The main character in Carol Poustie’s Dog Gone is the feisty Ish. With the death of his grandfather and the break up of his parent’s marriage, he’s had a lot to deal with lately. His dog and best friend, Lucky is the one who has helped him through.
Ish and his sister Molly have been sent to stay with Grandma while their mum takes a ‘healing holiday’. But when Ish’s Mum has an accident, it soon becomes clear that their stay with Grandma is going to become a bit more permanent. This means that Ish is forced to start at a new school where things aren’t what he’s used to. Then there’s the school bully who takes an instant dislike to Ish and finds a way to blackmail him.
Just when things look like they couldn’t get any worse, Ish’s beloved dog, Lucky disappears. Lucky means everything to Ish. He is the friend who has helped him through the bad times – through the difficulties of his parent’s marriage breakup and his constant conflict with his sister Molly.
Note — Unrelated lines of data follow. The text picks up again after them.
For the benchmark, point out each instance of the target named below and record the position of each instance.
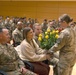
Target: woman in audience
(30, 51)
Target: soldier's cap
(19, 23)
(66, 18)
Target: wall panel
(38, 9)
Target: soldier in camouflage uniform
(66, 45)
(17, 34)
(9, 59)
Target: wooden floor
(73, 72)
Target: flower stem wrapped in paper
(48, 39)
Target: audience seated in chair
(9, 59)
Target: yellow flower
(48, 30)
(56, 36)
(46, 36)
(40, 39)
(53, 31)
(40, 35)
(57, 31)
(50, 33)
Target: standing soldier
(9, 59)
(17, 34)
(66, 45)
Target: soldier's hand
(23, 70)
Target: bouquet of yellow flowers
(48, 39)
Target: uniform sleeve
(61, 41)
(30, 55)
(38, 49)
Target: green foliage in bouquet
(48, 39)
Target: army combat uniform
(10, 62)
(17, 35)
(66, 45)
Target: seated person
(9, 59)
(17, 35)
(30, 51)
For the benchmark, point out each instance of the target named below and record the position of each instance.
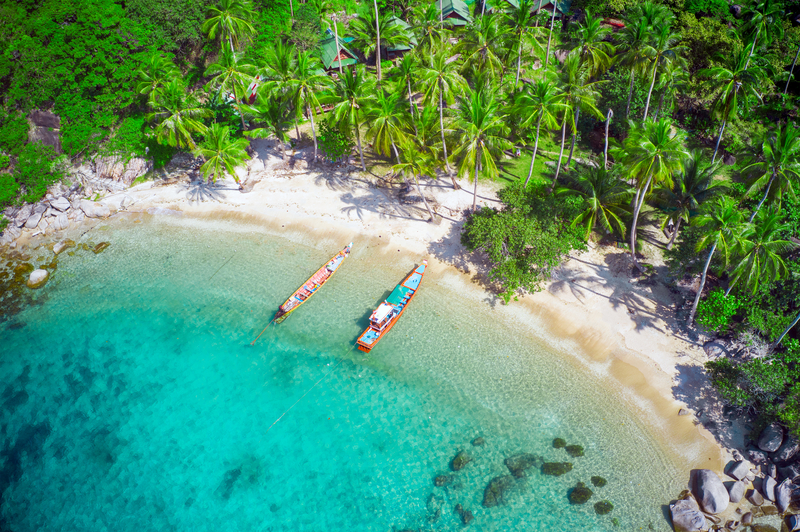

Ish misses his Grandfather who always seemed to know how to make him feel better about things. When he goes to visit his grandfather’s grave, he finds that there’s something mysterious happening in the cemetery.
I darted into the cemetery and hid behind a tombstone. I hunched myself up, balancing on the balls of my feet, straining to peer into the night, listening anxiously for whoever was out there to make another sound. It was freezing – I had trouble keeping my jaw clamped shut so my teeth didn’t chatter.
Grandfather was a poet who passed his skills and love of poetry onto Ish and it’s here that Ish finds solace and understanding. He’s also helped by Grandpa’s fishing rod, which seems to have taken on a life of its own. And further assistance comes from an unlikely source.
This book is full of action and suspense but it’s also a poignant tale of a boy whose family is at the crossroads. It’s a story of loyalty, courage, unexpected friendship and the healing power of poetry.